Perfil de velocidades

Fig. 6.4 - Perfil (de duplo pico) de uma linha emitida por um disco de acreção em rotação kepleriana em função da velocidade do gás emissor.

 

 

Se um Disco de Acreção como o da Fig. 6.3 emitir radiação num comprimento de onda λo conhecido, a partir do λ observado, pode-se recuperar as velocidades do gás emissor do disco. Como explicado acima, observaremos velocidades negativas provenientes do lado do disco que se aproxima, e positivas do lado do disco que se afasta. Uma linha espectral proveniente de um disco em rotação inclinado fica então alargada e apresenta um perfil característico de duplo pico como ilustrado na Fig. 6.4. Usando a Eq. 8 transformamos os comprimentos de onda observados em velocidade.

 

 

 

 

 

 

 



6.2 - Evidências Observacionais de Buracos Negros Estelares

Cygnus X-1 é uma estrela na constelação do Cisne que varia em raios-X em escalas de tempo de milissegundos, indicando que a fonte emissora (que é provavelmente um Disco de Acreção em torno de um BN estelar) tem dimensões da ordem do diâmetro da Terra. Pelas velocidades calculadas a partir do desvio Doppler observado no espectro da estrela, concluiu-se que ela tem uma companheira com massa > 6M . Como esta companheira não é visível, conclui-se que ela só pode ser uma estrela compacta e pouco luminosa, ou seja, uma estrela anã branca, estrela de nêutrons ou buraco negro, pois se assim não fosse ela seria visível considerando a distância estimada ao sistema. Como não existem anãs brancas ou estrelas de nêutrons com esta massa, conclui-se que só pode ser um buraco negro.
 

Fig. 6.5 - Imagem do sistema binário LMC X-1 do extinto obeservatório em raios-X ROSAT, da NASA.

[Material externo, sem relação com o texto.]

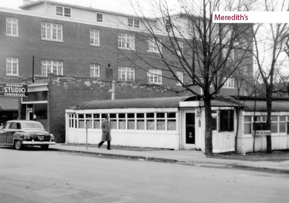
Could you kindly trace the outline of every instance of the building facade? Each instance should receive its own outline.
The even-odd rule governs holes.
[[[115,99],[191,95],[159,60],[152,57],[153,65],[148,67],[135,57],[160,54],[137,16],[50,1],[21,8],[0,8],[0,77],[3,82],[28,84],[18,118],[39,120],[56,142],[65,141],[65,109],[80,102],[110,99],[112,93]],[[179,20],[187,22],[185,16]],[[156,19],[148,21],[161,26]],[[187,30],[187,23],[182,24]],[[168,40],[162,32],[157,34]],[[182,46],[189,54],[189,46]],[[178,63],[164,47],[162,54]],[[248,75],[252,71],[251,66]],[[191,83],[185,73],[176,73]],[[228,79],[220,94],[236,94],[235,83]]]

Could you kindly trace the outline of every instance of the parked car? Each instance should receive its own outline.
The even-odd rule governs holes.
[[[45,131],[40,122],[15,120],[7,121],[0,130],[0,144],[14,145],[17,150],[34,145],[47,150],[55,142],[54,136]]]

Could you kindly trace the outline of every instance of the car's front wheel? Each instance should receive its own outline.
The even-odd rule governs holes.
[[[15,142],[15,148],[17,150],[20,150],[22,148],[22,144],[20,140],[16,140]]]
[[[40,146],[41,147],[41,149],[42,150],[46,150],[48,149],[49,145],[49,144],[43,144],[43,145],[41,145]]]

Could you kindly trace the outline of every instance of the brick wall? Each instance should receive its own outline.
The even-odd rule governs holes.
[[[65,141],[65,109],[82,102],[110,100],[111,82],[90,78],[56,77],[49,75],[48,94],[48,131],[55,136],[57,142]],[[137,83],[117,82],[115,99],[153,98],[191,95],[176,93],[160,87]]]

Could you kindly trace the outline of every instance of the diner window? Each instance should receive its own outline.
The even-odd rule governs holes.
[[[62,41],[62,25],[41,23],[41,39]]]
[[[117,129],[117,114],[109,114],[109,120],[110,120],[110,128],[111,129]]]
[[[93,114],[93,128],[100,128],[101,120],[100,114]]]
[[[286,133],[286,116],[280,116],[279,123],[279,133]]]
[[[136,19],[127,18],[127,26],[128,27],[140,28],[140,20]]]
[[[278,130],[278,116],[271,116],[271,133],[277,133]]]
[[[127,130],[135,129],[134,114],[127,114]]]
[[[166,130],[166,122],[164,113],[157,113],[157,130]]]
[[[84,122],[84,114],[78,114],[78,128],[84,128],[85,127],[85,122]]]
[[[100,31],[94,29],[90,30],[90,45],[100,46]]]
[[[254,117],[253,131],[264,131],[266,129],[266,116],[255,116]]]
[[[144,114],[137,114],[137,130],[144,130]]]
[[[6,35],[10,36],[18,36],[17,19],[6,17]]]
[[[234,131],[234,110],[220,110],[219,131]]]
[[[155,130],[155,113],[146,113],[146,130]]]
[[[167,130],[176,131],[177,129],[177,121],[175,113],[167,113]]]
[[[74,114],[68,114],[69,127],[74,127]]]
[[[119,129],[125,129],[125,114],[119,114]]]
[[[102,22],[103,15],[102,13],[97,13],[97,21],[98,22]]]
[[[252,117],[245,116],[244,117],[244,134],[252,133]]]
[[[118,46],[120,49],[135,50],[134,35],[119,33],[118,35]]]
[[[65,17],[71,16],[71,9],[63,6],[56,6],[56,14]]]

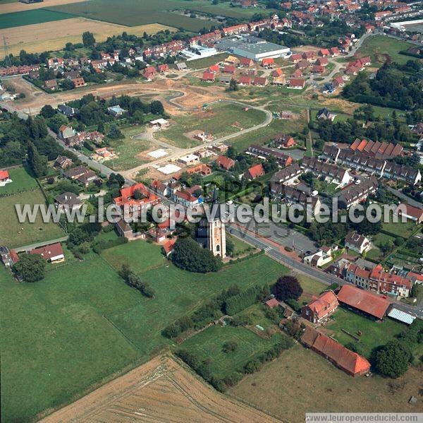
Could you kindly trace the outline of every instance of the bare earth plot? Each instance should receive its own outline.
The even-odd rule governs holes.
[[[172,358],[157,357],[42,420],[278,422],[207,386]]]
[[[0,11],[5,6],[0,6]],[[0,38],[6,37],[9,52],[17,54],[23,49],[30,53],[63,49],[66,42],[81,42],[82,32],[88,30],[94,33],[97,41],[104,41],[108,37],[121,34],[124,31],[140,36],[145,32],[155,34],[165,30],[171,31],[174,28],[158,23],[130,28],[85,18],[73,18],[66,19],[66,24],[63,20],[54,20],[0,30]]]

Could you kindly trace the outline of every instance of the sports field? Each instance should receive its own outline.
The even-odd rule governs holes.
[[[213,376],[224,378],[234,371],[243,373],[243,368],[250,360],[271,348],[282,336],[276,333],[271,338],[264,338],[243,326],[215,326],[188,339],[180,348],[201,360],[207,360]],[[228,341],[237,343],[235,351],[222,351],[223,344]]]
[[[158,23],[130,28],[86,18],[70,18],[66,19],[66,25],[62,20],[54,20],[2,29],[0,30],[0,38],[6,36],[9,52],[18,54],[22,49],[30,53],[61,49],[67,42],[81,42],[82,32],[88,30],[94,34],[97,41],[100,42],[106,40],[107,37],[120,35],[124,31],[142,36],[144,32],[155,34],[160,30],[176,30],[175,28]]]
[[[190,8],[190,3],[171,0],[120,0],[119,7],[116,7],[115,0],[91,0],[87,3],[49,7],[48,10],[128,26],[161,23],[194,32],[204,27],[209,28],[212,25],[210,20],[190,18],[173,11]]]
[[[176,147],[187,148],[201,143],[192,139],[192,131],[205,131],[214,138],[220,138],[257,125],[264,118],[261,110],[245,110],[241,106],[232,104],[212,105],[205,110],[176,117],[176,124],[157,136]]]
[[[123,255],[154,299],[106,260],[118,269]],[[171,345],[161,330],[223,288],[272,282],[287,271],[260,254],[216,273],[190,273],[143,240],[59,266],[34,284],[16,283],[0,268],[2,421],[32,420],[73,401]]]
[[[12,184],[8,184],[11,186]],[[17,247],[56,239],[65,236],[60,227],[49,222],[44,223],[39,214],[34,223],[20,223],[16,215],[15,204],[44,204],[45,199],[39,189],[27,191],[0,198],[0,245]]]

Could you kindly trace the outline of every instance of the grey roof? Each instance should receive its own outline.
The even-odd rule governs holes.
[[[388,313],[388,316],[396,320],[399,320],[404,323],[407,323],[407,325],[411,325],[415,318],[416,318],[415,316],[412,316],[405,311],[398,310],[395,307],[393,307],[391,311]]]

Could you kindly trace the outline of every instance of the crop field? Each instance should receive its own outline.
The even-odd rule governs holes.
[[[0,30],[0,37],[6,36],[9,52],[18,54],[23,48],[30,53],[63,49],[66,42],[81,42],[82,32],[87,30],[94,34],[97,41],[104,41],[107,37],[120,35],[124,31],[142,36],[145,31],[147,34],[155,34],[160,30],[175,30],[175,28],[158,23],[130,28],[85,18],[69,18],[66,25],[62,20],[54,20],[2,29]]]
[[[120,0],[119,7],[116,8],[114,0],[91,0],[88,3],[50,7],[48,10],[128,26],[161,23],[193,32],[204,27],[209,28],[212,25],[210,20],[190,18],[172,11],[190,8],[190,4],[171,0]]]
[[[126,285],[104,259],[119,269],[123,254],[154,299]],[[34,419],[171,345],[161,330],[231,284],[245,289],[287,272],[260,254],[216,273],[190,273],[142,240],[59,266],[34,284],[16,283],[0,268],[2,421]]]
[[[332,318],[333,320],[326,328],[331,331],[333,338],[341,344],[356,342],[352,336],[343,332],[343,329],[355,336],[358,336],[357,333],[361,331],[362,335],[359,337],[360,342],[357,345],[367,358],[375,347],[386,344],[405,328],[403,323],[388,317],[381,322],[375,322],[341,307],[332,315]]]
[[[175,423],[276,422],[218,393],[168,356],[154,357],[42,422],[94,419],[124,423],[128,414],[134,417],[141,415],[139,410],[142,410],[142,419],[152,423],[164,419]]]
[[[23,167],[15,167],[8,171],[12,182],[0,186],[0,197],[32,191],[38,188],[37,181]]]
[[[153,145],[151,145],[150,141],[132,138],[133,136],[142,133],[144,128],[135,126],[121,131],[125,138],[121,140],[112,140],[110,142],[110,146],[118,157],[113,161],[105,161],[104,165],[112,168],[114,166],[116,170],[128,170],[145,163],[147,160],[142,158],[140,155]]]
[[[0,15],[0,29],[11,28],[16,26],[44,23],[52,20],[62,20],[74,16],[63,12],[35,9],[24,12],[4,13]]]
[[[13,184],[12,182],[8,185]],[[24,204],[44,203],[44,198],[39,189],[2,197],[0,199],[0,245],[13,248],[63,237],[64,232],[58,225],[53,222],[44,223],[39,213],[34,223],[19,222],[15,204],[23,207]]]
[[[187,136],[192,131],[205,131],[214,138],[220,138],[257,125],[264,117],[261,110],[245,111],[236,105],[214,105],[205,110],[176,117],[176,124],[159,133],[157,136],[169,144],[187,148],[200,143]]]
[[[180,348],[201,360],[207,360],[212,374],[223,378],[234,371],[243,373],[243,368],[250,360],[271,347],[281,336],[281,333],[275,333],[271,338],[264,338],[247,328],[214,326],[190,338]],[[222,351],[223,344],[228,341],[238,344],[235,351]]]
[[[421,379],[418,370],[409,369],[395,380],[405,387],[393,395],[391,379],[352,378],[311,350],[295,345],[247,375],[229,393],[283,422],[302,423],[306,412],[418,412],[421,406],[408,400],[419,398]]]
[[[370,56],[372,67],[381,66],[384,64],[386,59],[384,54],[388,54],[393,61],[404,64],[412,58],[400,54],[399,52],[402,50],[407,50],[412,46],[413,44],[410,42],[395,40],[390,37],[369,37],[364,40],[358,53],[362,56]]]

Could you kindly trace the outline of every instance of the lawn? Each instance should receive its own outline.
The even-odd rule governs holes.
[[[209,3],[206,1],[197,3],[204,6],[209,5]],[[210,20],[190,18],[173,11],[176,9],[184,10],[188,6],[190,9],[192,8],[193,5],[191,2],[187,5],[183,1],[172,0],[120,0],[119,7],[116,8],[115,0],[91,0],[88,2],[81,1],[47,8],[49,11],[64,12],[76,16],[128,26],[161,23],[195,32],[204,27],[209,28],[212,26],[213,23]]]
[[[421,405],[408,400],[412,395],[419,398],[421,379],[410,369],[395,381],[406,388],[393,395],[391,379],[352,378],[311,350],[295,345],[247,375],[229,394],[283,422],[303,423],[306,412],[416,412]]]
[[[146,163],[147,160],[140,158],[139,155],[152,146],[151,142],[132,138],[142,133],[144,130],[143,126],[133,126],[122,129],[125,138],[110,141],[110,147],[114,150],[118,157],[114,160],[105,161],[104,165],[112,168],[114,165],[115,170],[128,170]]]
[[[14,194],[38,188],[35,179],[23,166],[11,169],[8,172],[13,182],[0,186],[0,197],[5,194]]]
[[[13,182],[8,185],[13,185]],[[58,225],[53,222],[43,222],[39,213],[37,214],[34,223],[27,221],[20,223],[15,209],[16,204],[20,204],[21,207],[25,204],[44,205],[45,200],[39,189],[1,198],[0,245],[17,247],[65,236],[65,233]]]
[[[399,52],[407,50],[412,46],[413,44],[410,42],[395,40],[391,37],[369,37],[364,40],[357,52],[362,56],[370,56],[372,67],[376,67],[381,66],[386,59],[382,56],[381,60],[378,61],[376,54],[388,54],[393,61],[399,64],[406,63],[412,58],[400,54]]]
[[[358,336],[357,333],[361,330],[359,347],[363,355],[367,358],[374,347],[386,344],[405,328],[403,323],[388,317],[381,322],[376,322],[341,307],[332,316],[333,320],[326,325],[326,328],[333,331],[333,338],[344,345],[356,341],[343,332],[343,329],[355,336]]]
[[[161,249],[159,245],[139,239],[104,250],[102,255],[116,271],[127,264],[134,272],[141,273],[168,264]],[[141,257],[142,260],[140,260]]]
[[[99,257],[16,283],[0,266],[1,421],[28,422],[133,366],[138,352],[105,314],[140,295]]]
[[[243,367],[250,360],[271,347],[281,336],[281,333],[275,333],[270,338],[264,338],[243,326],[215,326],[188,339],[180,347],[201,360],[207,360],[212,374],[223,378],[234,371],[243,373]],[[235,351],[228,353],[222,351],[227,341],[238,344]]]
[[[142,354],[152,354],[168,343],[161,330],[194,310],[205,298],[233,283],[243,290],[257,283],[273,283],[286,272],[284,266],[262,254],[205,275],[188,273],[169,263],[138,272],[154,290],[154,299],[142,299],[139,305],[109,318]]]
[[[200,143],[200,141],[187,136],[188,133],[205,131],[215,138],[221,138],[257,125],[264,118],[264,113],[256,109],[245,111],[237,105],[213,105],[205,110],[176,117],[176,123],[168,129],[159,133],[157,137],[173,145],[188,148]]]
[[[44,23],[52,20],[61,20],[70,18],[73,18],[73,16],[66,13],[42,8],[23,12],[13,12],[13,13],[3,13],[0,15],[0,30],[34,23]]]

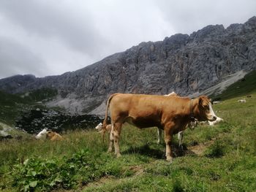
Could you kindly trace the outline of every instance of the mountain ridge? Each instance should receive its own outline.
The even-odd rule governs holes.
[[[166,94],[174,91],[187,96],[221,82],[227,75],[256,69],[255,37],[255,16],[227,28],[210,25],[190,35],[141,42],[61,75],[1,79],[0,90],[15,93],[52,88],[59,96],[48,104],[79,113],[93,111],[116,92]]]

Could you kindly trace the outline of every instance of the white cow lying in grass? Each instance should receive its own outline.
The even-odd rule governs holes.
[[[99,132],[101,132],[102,130],[102,125],[103,125],[103,124],[102,124],[102,123],[99,123],[99,125],[97,125],[97,126],[95,127],[95,128],[96,128],[97,130],[98,130]],[[110,131],[111,131],[111,128],[112,128],[111,124],[108,124],[108,125],[107,125],[106,129],[107,129],[107,131],[108,131],[108,132],[110,132]]]
[[[50,141],[63,140],[63,137],[53,131],[48,131],[46,128],[42,129],[37,136],[37,139],[49,139]]]

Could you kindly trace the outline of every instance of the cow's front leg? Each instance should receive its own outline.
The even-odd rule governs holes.
[[[182,142],[183,142],[183,131],[179,131],[178,133],[178,149],[180,150],[183,150],[183,145],[182,145]]]
[[[122,123],[113,123],[113,137],[114,140],[114,147],[115,147],[115,154],[116,157],[121,157],[120,147],[119,147],[119,139],[121,134],[121,128]]]
[[[173,161],[173,153],[171,148],[171,142],[173,134],[171,133],[171,125],[166,126],[165,127],[165,156],[167,161]]]
[[[161,138],[162,138],[162,129],[159,128],[157,128],[157,136],[158,136],[157,144],[160,144]]]

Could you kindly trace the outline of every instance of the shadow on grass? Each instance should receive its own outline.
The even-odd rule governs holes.
[[[172,143],[172,150],[173,157],[180,157],[186,155],[195,155],[194,152],[184,146],[184,150],[178,147],[178,145]],[[142,155],[154,158],[156,159],[165,159],[165,144],[153,145],[146,144],[140,147],[130,147],[127,150],[122,152],[122,154],[140,154]]]

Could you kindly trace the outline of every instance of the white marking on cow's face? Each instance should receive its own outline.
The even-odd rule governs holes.
[[[97,125],[95,128],[97,130],[98,130],[99,131],[101,131],[102,129],[102,123],[99,123],[99,125]]]
[[[36,136],[36,139],[46,139],[46,135],[47,135],[47,129],[44,128]]]
[[[217,119],[217,115],[215,115],[212,107],[211,107],[211,104],[208,104],[209,107],[209,112],[207,114],[207,118],[210,121],[214,121]]]

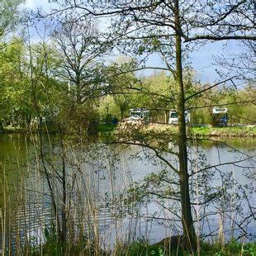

LMC X-1 é um sistema binário de raios-X descoberto na Grande Nuvem de Magalhães, galáxia satélite da Via Láctea. Esse sistema, que foi o primeiro sistema binário de raios-X observado, é composto por uma estrela de baixa massa e uma companheira compacta. A partir do movimento do sistema podemos inferir que a companheira compacta se trata de um buraco negro, devido à sua elevada massa (5 M).

Uma observação particularmente contundente foi a da fonte de raios-X galáctica GRS1915+105. Esta foi também a primeira fonte na galáxia na qual se observou jatos rádio superluminais, os quais são comuns em quasares. Devido às várias características comuns com quasares, porém em escalas milhões de vezes menores , Mirabel e Rodriguez (1994) chamaram esta fonte e outras depois descobertas de microquasares. Em 1997 e 1998, Eikenberry e colaboradores realizaram observações simultâneas de GRS1915+105 em raios-X (satélite XTE-NASA), infravermelho (IR) próximo (com o telescópio de 5m do Monte Palomar) e em rádio. Observaram flares periódicos em raios-X que se repetiam em intervalos de 30 minutos. Estes flares eram seguidos por flares no IR e em rádio (radiação síncrotron). 

A interpretação mais plausível é que estamos observando um Disco de Acreção em torno de um buraco negro estelar. O disco interno se aquece devido à acresção de matéria de uma companheira e emite um flare em raios-X. Em seguida o disco se desmancha, sendo que parte da matéria é acretada e parte dá origem a um jato de plasma relativístico observado no IR e em rádio. O fenômeno se repete a cada 30 minutos, quando o disco é reabastecido por matéria proveniente da atmosfera da estrela companheira.A relevância desta observação se deve ao aparecimento da emissão IR e rádio logo após o flare em raios-X, constituindo-se numa evidência contundente de que o plasma dos jatos relativísticos provém do disco interno, como havia sido previsto em modelos para o sistema buraco negro + disco de acresção.

A figura abaixo ilustra o cenário proposto comparado com o de um quasar (ver próxima seção).

 

 

 



 
Fig. 6.6 - Analogia entre um mircoquasar e um quasar. Fig. 6.7 - Formação de jatos provenientes de um disco de acresção. A figura ilustra as linhas do campo magnético ao longo dos jatos.